Note: To report bugs with the package, please file an issue on the Github page.
If you use this package, please cite the following:
Kubinec, Robert. “Generalized Ideal Point Models for Robust Measurement with Dirty Data in the Social Sciences.”
This package implements to kinds of time-varying ideal point models. Because these time-varying models are independent of the specific outcome used, time-varying ideal point models can be fit with any outcome/response supported by the package, including binary, ordinal, counts, continuous and positive-continuous data, in addition to the latent space model for binary data. This vignette demonstrates the use of the two time-varying ideal point models and how to decide between them with example data drawn from Delaware’s state legislature.
The process to create a time-varying ideal point model is no different than that for creating a static model, except that a column should exist in the data with dates, preferably in date or date-time format. If you have a character vector of dates that you need to convert to R’s date format, check out the excellent lubridate package.

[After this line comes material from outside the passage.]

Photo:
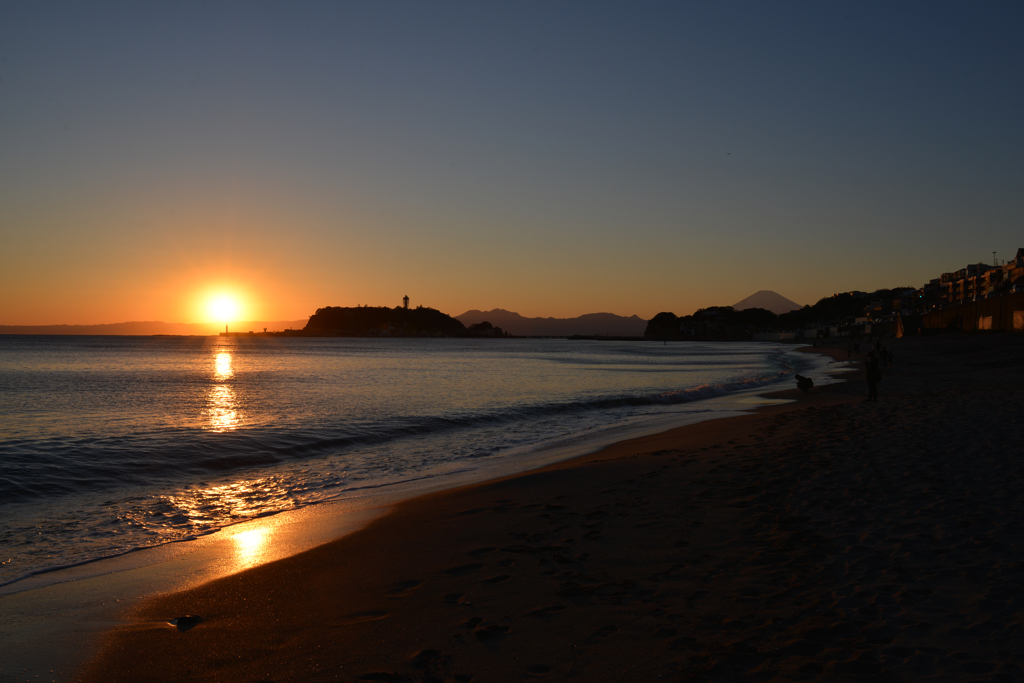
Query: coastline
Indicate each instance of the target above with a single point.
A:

There are four time-varying models included in idealstan package, each of which makes different assumptions about how ideal points change over time. It is important to note that none of these models is superior to the other. Ideal points do not have any natural time process as they are a latent, unobserved construct, so the question is more about which time process is most relevant to the social or physical process being studied. The models can be differentiated by whether they permit general description of time series versus inference on specific aspects, and also in terms of complexity.
The first kind of model included in idealstan is known as a random-walk process (also known as non-stationary time-series, Brownian motion and I(1)). This simple model of time implies that the location of an ideal point in the current time point is equal to the position of the ideal point in the prior time point plus some random noise. A helpful analogy is to imagine a frog hopping around a room. It could head in virtually any direction.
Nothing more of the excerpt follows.